Seitens der Politik fielen die Bewertungen des Karlsruher Urteils unterschiedlich aus. Bundesinnenminister Hans-Peter Friedrich (CSU) und Bundesverteidigungsminister Thomas de Maizière (CDU) teilten in einer gemeinsamen Erklärung mit, die Entscheidung des Gerichts bestätige die Rechtsauffassung der Bundesregierung.(10) Bundesjustizministerin Sabine Leutheusser-Schnarrenberger (FDP) distanzierte sich von der höchstrichterlichen Entscheidung zumindest indirekt mit dem Satz: "Nicht alles, was verfassungsrechtlich möglich ist, ist politisch richtig."(11) Damit wollte sie offenbar ausdrücken, man müsse ja in der politischen Praxis nicht anwenden, was das Gericht erlaube. Für den SPD-Bundestagsabgeordneten und Innenexperten Michael Hartmann bedeutete die Karlsruher Entscheidung "keinen grundsätzlichen Wandel". Er beklagte, dass das Gericht die Begriffe "ungewöhnliche Ausnahmesituation katastrophalen Ausmaßes" nicht näher definiert habe, sodass die Politiker in ihrer Entscheidung letztlich allein gelassen würden.(12) Der Verteidigungsexperte der Grünen, Omid Nouripour, hob darauf ab, dass das Gericht die Grenzen für einen Militäreinsatz im Innern "eng gesteckt" habe und die Entscheidung daher "alles andere als ein Freifahrtschein für einen Bundeswehreinsatz im Inland" sei.(13) Die Politikerin der Partei Die Linke, Ulla Jelpke, wertete die Karlsruher Entscheidung als "Verfassungsänderung durch die Hintertür" und als einen "Türöffner zu weiteren Militarisierung der Innenpolitik und damit zur Aushebelung demokratischer Rechte".(14) Insgesamt betrachtet, waren die Politiker-Kommentare - ausgenommen die Linkspartei - also eher verhalten und bewegten sich zwischen Zustimmung und vorsichtiger Kritik, was unter anderem dem Respekt vor dem Bundesverfassungsgericht geschuldet sein mochte, das sowohl in der Politik als auch in der Öffentlichkeit hohes Ansehen genießt.
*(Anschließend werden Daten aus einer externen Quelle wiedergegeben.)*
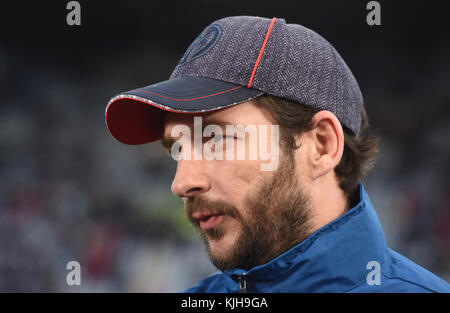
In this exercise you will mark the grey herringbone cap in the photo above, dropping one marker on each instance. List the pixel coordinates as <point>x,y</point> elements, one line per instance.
<point>236,59</point>
<point>296,63</point>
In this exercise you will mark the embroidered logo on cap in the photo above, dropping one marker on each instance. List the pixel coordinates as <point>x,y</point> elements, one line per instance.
<point>202,44</point>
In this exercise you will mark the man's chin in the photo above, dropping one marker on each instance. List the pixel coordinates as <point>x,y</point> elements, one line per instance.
<point>220,245</point>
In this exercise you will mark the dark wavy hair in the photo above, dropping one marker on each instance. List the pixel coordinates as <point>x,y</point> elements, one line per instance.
<point>359,151</point>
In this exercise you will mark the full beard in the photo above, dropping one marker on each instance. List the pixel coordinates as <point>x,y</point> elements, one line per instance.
<point>277,218</point>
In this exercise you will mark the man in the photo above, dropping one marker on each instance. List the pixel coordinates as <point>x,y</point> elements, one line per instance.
<point>295,217</point>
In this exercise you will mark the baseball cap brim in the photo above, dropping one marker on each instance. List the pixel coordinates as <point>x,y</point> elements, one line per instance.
<point>137,116</point>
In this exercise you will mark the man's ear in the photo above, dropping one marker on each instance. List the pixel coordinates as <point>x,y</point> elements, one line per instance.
<point>325,142</point>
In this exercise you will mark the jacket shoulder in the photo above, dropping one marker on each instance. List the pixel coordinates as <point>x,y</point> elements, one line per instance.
<point>216,282</point>
<point>400,274</point>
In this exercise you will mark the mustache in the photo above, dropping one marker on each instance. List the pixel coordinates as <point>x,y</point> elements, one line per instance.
<point>201,204</point>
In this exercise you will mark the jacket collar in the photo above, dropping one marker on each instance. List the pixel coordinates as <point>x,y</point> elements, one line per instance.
<point>333,258</point>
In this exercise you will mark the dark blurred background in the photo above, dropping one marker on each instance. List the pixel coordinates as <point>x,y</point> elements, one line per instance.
<point>69,191</point>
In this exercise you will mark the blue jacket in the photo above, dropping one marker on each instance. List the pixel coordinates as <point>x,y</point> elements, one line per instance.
<point>347,255</point>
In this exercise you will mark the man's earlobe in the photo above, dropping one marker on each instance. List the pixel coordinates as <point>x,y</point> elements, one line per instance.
<point>328,142</point>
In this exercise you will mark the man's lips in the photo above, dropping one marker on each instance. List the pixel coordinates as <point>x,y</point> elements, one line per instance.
<point>208,220</point>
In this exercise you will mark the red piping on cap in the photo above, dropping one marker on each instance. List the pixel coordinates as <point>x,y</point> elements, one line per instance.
<point>261,52</point>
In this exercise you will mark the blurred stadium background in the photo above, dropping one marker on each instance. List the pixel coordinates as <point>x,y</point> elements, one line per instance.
<point>69,191</point>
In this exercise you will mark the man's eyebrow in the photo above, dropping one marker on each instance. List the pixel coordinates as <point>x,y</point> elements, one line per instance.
<point>214,121</point>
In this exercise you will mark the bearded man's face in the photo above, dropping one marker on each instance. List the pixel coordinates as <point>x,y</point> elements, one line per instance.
<point>245,216</point>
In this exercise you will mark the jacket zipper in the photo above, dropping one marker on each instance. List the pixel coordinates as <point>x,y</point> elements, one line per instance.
<point>243,283</point>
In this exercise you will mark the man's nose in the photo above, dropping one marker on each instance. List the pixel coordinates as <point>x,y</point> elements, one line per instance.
<point>190,179</point>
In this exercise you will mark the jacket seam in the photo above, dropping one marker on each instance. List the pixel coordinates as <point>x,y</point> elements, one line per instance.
<point>391,277</point>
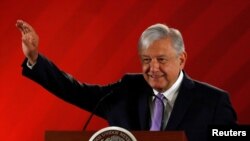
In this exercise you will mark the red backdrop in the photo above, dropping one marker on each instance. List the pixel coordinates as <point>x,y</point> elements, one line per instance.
<point>96,41</point>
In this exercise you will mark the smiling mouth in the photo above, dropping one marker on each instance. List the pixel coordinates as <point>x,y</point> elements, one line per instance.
<point>155,76</point>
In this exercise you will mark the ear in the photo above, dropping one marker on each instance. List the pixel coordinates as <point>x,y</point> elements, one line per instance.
<point>183,58</point>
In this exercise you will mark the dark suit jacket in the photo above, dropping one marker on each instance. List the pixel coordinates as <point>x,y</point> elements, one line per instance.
<point>127,104</point>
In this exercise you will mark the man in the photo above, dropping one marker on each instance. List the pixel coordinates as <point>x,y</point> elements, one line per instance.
<point>163,97</point>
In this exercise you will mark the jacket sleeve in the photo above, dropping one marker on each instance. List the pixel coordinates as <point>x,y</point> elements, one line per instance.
<point>65,86</point>
<point>225,114</point>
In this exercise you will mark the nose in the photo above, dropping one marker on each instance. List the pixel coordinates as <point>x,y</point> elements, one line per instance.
<point>154,65</point>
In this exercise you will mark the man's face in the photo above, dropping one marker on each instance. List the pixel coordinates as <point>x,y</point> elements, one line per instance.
<point>161,65</point>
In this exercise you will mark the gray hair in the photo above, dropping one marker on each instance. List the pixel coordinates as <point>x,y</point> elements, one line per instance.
<point>160,31</point>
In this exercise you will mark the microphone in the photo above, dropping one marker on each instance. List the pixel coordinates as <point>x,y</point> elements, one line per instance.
<point>163,110</point>
<point>96,107</point>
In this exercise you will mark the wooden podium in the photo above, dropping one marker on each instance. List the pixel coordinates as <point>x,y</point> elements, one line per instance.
<point>139,135</point>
Die Zustimmung der Repräsentanten von CDU/CSU konnte nicht verwundern, forderte diese Partei doch schon seit langem, verstärkt seit der deutschen Einigung, eine Grundgesetzänderung, die den Einsatz der Bundeswehr im Innern ermöglichen sollte. Dagegen hatte die SPD bislang, auch aufgrund negativer historischer Erfahrungen seit den Zeiten des deutschen Kaiserreichs,(15) auf einer strikten Aufgabentrennung von Militär und Polizei bestanden und anderslautenden Bestrebungen eine Absage erteilt. Die eher verhaltene Reaktion des SPD-Innenpolitikers Michael Hartmann auf die Karlsruher Entscheidung, besonders seine Einschätzung, "dass das Verfassungsgericht auch weiterhin einen bewaffneten Militäreinsatz grundsätzlich ausschließt, indem es diesen allenfalls als letzte Mittel zulässt",(16) stellt den Versuch dar, das Problem klein zu reden. Tatsächlich überlässt es das Gericht der Definitionsmacht der Bundesregierung, wann ein außergewöhnlicher Katastrophenfall vorliegt. Eine gerichtliche Nachprüfung einer solchen Regierungsentscheidung zum Militäreinsatz im Innern dürfte wegen der Eilbedürftigkeit in Krisensituationen ohnehin nicht möglich sein.

Das Parlament wird durch den Richterspruch, anders als bei Auslandseinsätzen der Bundeswehr, vollständig ausgehebelt. Die Bundesregierung soll als Kollegialorgan alleine entscheiden, wobei man sich schwerlich vorzustellen vermag, dass in einer Krisensituation das gesamte Kabinett überhaupt zusammentreten kann. Daher suchen die Innenpolitiker von CDU/CSU auch bereits nach einem kleineren Entscheidungsgremium.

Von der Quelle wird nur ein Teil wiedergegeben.